Anyway, I had to head back to my 2014 review of the software and update it big time. It is, for all practical purposes, a different package altogether and very much worthy of a closer look.

Four years after my first review, almost all of my issues with the 1.4.x branch is addressed and fixed. In version 1.5.4-test, all the panels are dockable, the items in the panels are re-arranged, and most, if not all, of the usability issues and GUI/UX problems are fixed. The test version is still a work in progress and should not be harshly judged if bugs show up. The development team is certainly on the right track. Scribus is now actually usable and the learning curve has been ironed-out greatly.

Try it, again!

If you tried Scribus a few years ago and it did not work for you, now it is a good time to give it an honest spin and see all the changes and improvements that are made to this software. I am seriously thinking of switching to Scribus finally after testing the above-mentioned version.

If you like to install the regular copy of Scribus from their website, here is where you can find it:

Get Scribus

My first impression of Scribus in 2014 which is NOT true today

On the positive side, this wonderful project has huge potentials. Excellent results can be achieved by using this software. The results are easily comparable to commercially-available alternatives.

On the negative side, I think the project is underpowered and needs more developers. The user-interface needs rethinking. Many of the great options and features cannot easily be used or are arranged in very confusing ways. It is not lack of features, but the way they are presented that is a big issue: disorganized, scattered, unmanageable, and confusing at times. Unfortunately, there is no easy fix for it either.

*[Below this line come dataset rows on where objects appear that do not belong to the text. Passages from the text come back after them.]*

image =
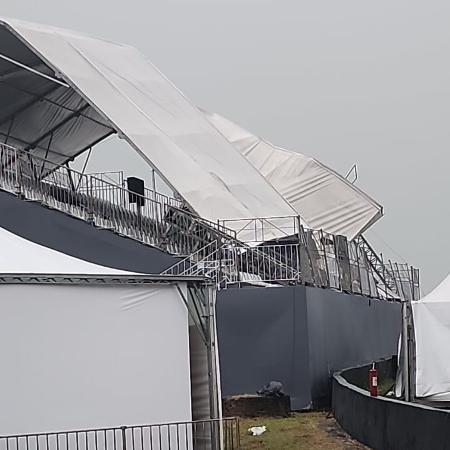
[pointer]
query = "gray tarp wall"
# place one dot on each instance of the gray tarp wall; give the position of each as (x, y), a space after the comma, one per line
(75, 237)
(300, 336)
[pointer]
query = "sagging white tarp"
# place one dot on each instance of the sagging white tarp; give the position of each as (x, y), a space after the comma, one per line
(18, 255)
(89, 356)
(125, 92)
(81, 357)
(323, 198)
(431, 316)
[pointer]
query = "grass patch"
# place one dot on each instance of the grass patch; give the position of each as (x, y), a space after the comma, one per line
(301, 431)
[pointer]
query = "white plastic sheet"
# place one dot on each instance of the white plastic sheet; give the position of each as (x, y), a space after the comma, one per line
(77, 357)
(323, 198)
(432, 334)
(170, 133)
(18, 255)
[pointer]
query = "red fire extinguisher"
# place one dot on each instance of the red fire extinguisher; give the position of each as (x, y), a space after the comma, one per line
(373, 381)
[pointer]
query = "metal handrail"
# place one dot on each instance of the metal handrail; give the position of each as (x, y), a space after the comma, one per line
(161, 223)
(214, 434)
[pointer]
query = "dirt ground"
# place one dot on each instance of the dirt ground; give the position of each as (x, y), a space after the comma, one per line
(301, 431)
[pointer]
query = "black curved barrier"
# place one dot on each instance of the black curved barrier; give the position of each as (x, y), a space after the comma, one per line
(387, 424)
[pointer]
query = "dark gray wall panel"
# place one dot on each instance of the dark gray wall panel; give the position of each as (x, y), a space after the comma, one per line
(345, 331)
(262, 338)
(300, 336)
(77, 238)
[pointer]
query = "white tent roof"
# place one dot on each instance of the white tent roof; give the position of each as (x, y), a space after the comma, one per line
(113, 88)
(20, 256)
(432, 333)
(323, 198)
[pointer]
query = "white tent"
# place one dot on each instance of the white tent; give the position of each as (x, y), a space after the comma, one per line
(431, 317)
(84, 347)
(323, 198)
(62, 92)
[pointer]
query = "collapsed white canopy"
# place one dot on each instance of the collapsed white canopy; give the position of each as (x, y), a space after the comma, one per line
(324, 199)
(113, 88)
(432, 334)
(20, 256)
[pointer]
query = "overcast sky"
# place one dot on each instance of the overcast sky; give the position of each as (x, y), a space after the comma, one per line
(347, 81)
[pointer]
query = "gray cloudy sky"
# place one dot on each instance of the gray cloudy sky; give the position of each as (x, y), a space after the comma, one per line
(344, 81)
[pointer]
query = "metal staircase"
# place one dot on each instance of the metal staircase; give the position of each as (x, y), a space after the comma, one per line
(212, 250)
(155, 219)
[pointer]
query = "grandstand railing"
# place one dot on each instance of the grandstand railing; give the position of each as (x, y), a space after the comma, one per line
(156, 220)
(213, 250)
(315, 258)
(213, 434)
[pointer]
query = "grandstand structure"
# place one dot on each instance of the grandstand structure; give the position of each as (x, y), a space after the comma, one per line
(242, 211)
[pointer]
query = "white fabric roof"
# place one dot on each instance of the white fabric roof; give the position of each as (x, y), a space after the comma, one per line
(432, 333)
(120, 90)
(19, 255)
(323, 198)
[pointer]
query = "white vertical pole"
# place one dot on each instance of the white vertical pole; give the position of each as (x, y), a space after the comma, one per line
(405, 350)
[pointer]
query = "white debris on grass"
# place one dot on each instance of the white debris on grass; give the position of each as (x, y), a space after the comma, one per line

I always wanted to switch to an open-source alternative (from the most-commonly-used desktop publishing software application). I’ve never been able to do that with Scribus. One reason is that most of your skills on other software are not easily transferable to Scribus. The learning curve for Scribus, even if you have come from another desktop publishing application, is pretty steep and long; and unreasonably so. The panels need serious re-engineering to become useful. They cannot be ducked (as of version 1.4.4) which adds to the usability issue. They’re not foldable either, i.e you either have them opened, or closed. This makes using the panels extremely awkward and inefficient. The panels’ usability and the issues surrounding them is the single, most important usability issue with Scribus.

The visual elements of the design of the software is stuck somewhere in 1990s and uses the mentality and design paradigms of that era. So it has a lot of room for improvement in this regards. The available themes do not help you fix the dated look of the design at all (they actually make it worse).

Aside from the user interface and usability issues, the setting and preferences are reasonable. You can calibrate the units for measuring sizes based on the resolution of your monitor and it works great. Autosave, colour management, preflight verifications, and PDF export settings are available and different PDF standards are being added gradually.

Scribus also allows you to use Python scripts (although I never tried it) and it uses a pluggable architecture (so there are a few plug-ins available for it). The plug-ins extend the features of Scribus. I certainly recommend this software to anyone who wants to have a reasonable alternative to the expensive commercial desktop publishing software applications. Once you passed the first learning stage, you can be sure that you can create great results in this application, ready for publication at the highest level of quality and standard.